Commercial Fire Alarm Systems
Fire alarm systems are at least an order of magnitude more challenging to understand than homeowner-type smoke alarms, even if individual smoke alarms within the home are wired together to work in concert. Fire alarm work must not be taken for granted because if a system should fail to respond to a smoke or heat event, humans could perish in a fiery inferno. The recent fire at a 24-story high-rise apartment building in London demonstrates how quickly a fire can spread- and its deadly consequences. To ensure their reliability, fire alarm systems must be installed, maintained & regularly tested by trained technicians according to the fire code. This is why we have training every 2-weeks for our personnel.
The fire alarm control panel is the heart of the system. This is where technicians program and interact with initiating devices such as smoke and heat detectors and indicating appliances such as remote annunciators, and horn/strobe devices.
If the control panel is located in an office or maintenance center, building management can quickly respond to alarm or trouble signals, but additional annunciator panels may be required in location (s) accessible to emergency responders. The purpose of an annunciator panel is to allow the emergency responders to quickly identify the location of the fire and provide information on the status of any interconnected fire safety systems.

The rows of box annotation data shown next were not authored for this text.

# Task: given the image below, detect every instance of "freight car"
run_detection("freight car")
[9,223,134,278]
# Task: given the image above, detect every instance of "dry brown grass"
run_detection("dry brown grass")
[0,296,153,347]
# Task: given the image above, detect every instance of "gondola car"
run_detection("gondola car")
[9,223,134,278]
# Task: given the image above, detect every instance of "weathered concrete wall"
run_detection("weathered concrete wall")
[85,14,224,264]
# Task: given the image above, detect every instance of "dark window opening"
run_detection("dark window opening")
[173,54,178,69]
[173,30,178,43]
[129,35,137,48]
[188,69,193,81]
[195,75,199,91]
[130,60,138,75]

The control panel contains a central processing unit, a readout that displays the system status (normal, trouble, or alarm), and responds to queries and programming instructions entered on a keypad (*if so equipped). The control panel also contains back-up batteries, terminals for connecting conductors to remote devices, etc. This control panel can range in size from a small wall-mounted box set at eye level, to a heavy floor-to-ceiling steel enclosure for large occupancies with many zones or ‘points of protection’.

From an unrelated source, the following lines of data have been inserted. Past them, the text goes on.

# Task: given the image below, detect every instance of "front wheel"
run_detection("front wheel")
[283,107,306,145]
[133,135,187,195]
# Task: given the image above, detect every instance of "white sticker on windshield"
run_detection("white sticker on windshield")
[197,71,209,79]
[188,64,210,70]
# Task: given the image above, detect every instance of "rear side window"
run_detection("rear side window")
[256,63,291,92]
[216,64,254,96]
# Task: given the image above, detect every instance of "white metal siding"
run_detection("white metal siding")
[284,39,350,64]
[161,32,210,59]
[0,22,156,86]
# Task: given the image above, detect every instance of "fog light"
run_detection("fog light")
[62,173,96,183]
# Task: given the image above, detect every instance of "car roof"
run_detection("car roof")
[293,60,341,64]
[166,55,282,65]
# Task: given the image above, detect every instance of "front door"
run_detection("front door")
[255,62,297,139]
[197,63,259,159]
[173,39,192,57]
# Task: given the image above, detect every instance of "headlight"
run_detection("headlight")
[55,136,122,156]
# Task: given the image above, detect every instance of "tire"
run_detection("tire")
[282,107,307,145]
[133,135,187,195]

The control panel is a highly intelligent unit with lots of functionality. A large part of its job is to coordinate interaction with other systems inside and beyond the confines of the building. The alarm system interacts with elevators so that occupants are not brought to a floor that is involved and could have deadly gases or flames. Firefighters arriving at the scene can manually control the lift from inside the elevator. Additionally, the control panel supervises the system and alarms if the sprinkler system is activated or if there is a problem such as low air or low temperature a supervisory type of signal is transmitted to the Central Station.
The fire alarm system is monitored by our U.L. Certified Monitoring Command Center and upon detecting an alarm, trouble or supervisory condition, the control panel automatically transmits this information where our trained Dispatchers immediately follow the needed procedures for a proper response. To ensure proper supervision, the system will every 24 hours transmit a special ‘test’ signal to the Central Station receiving computers.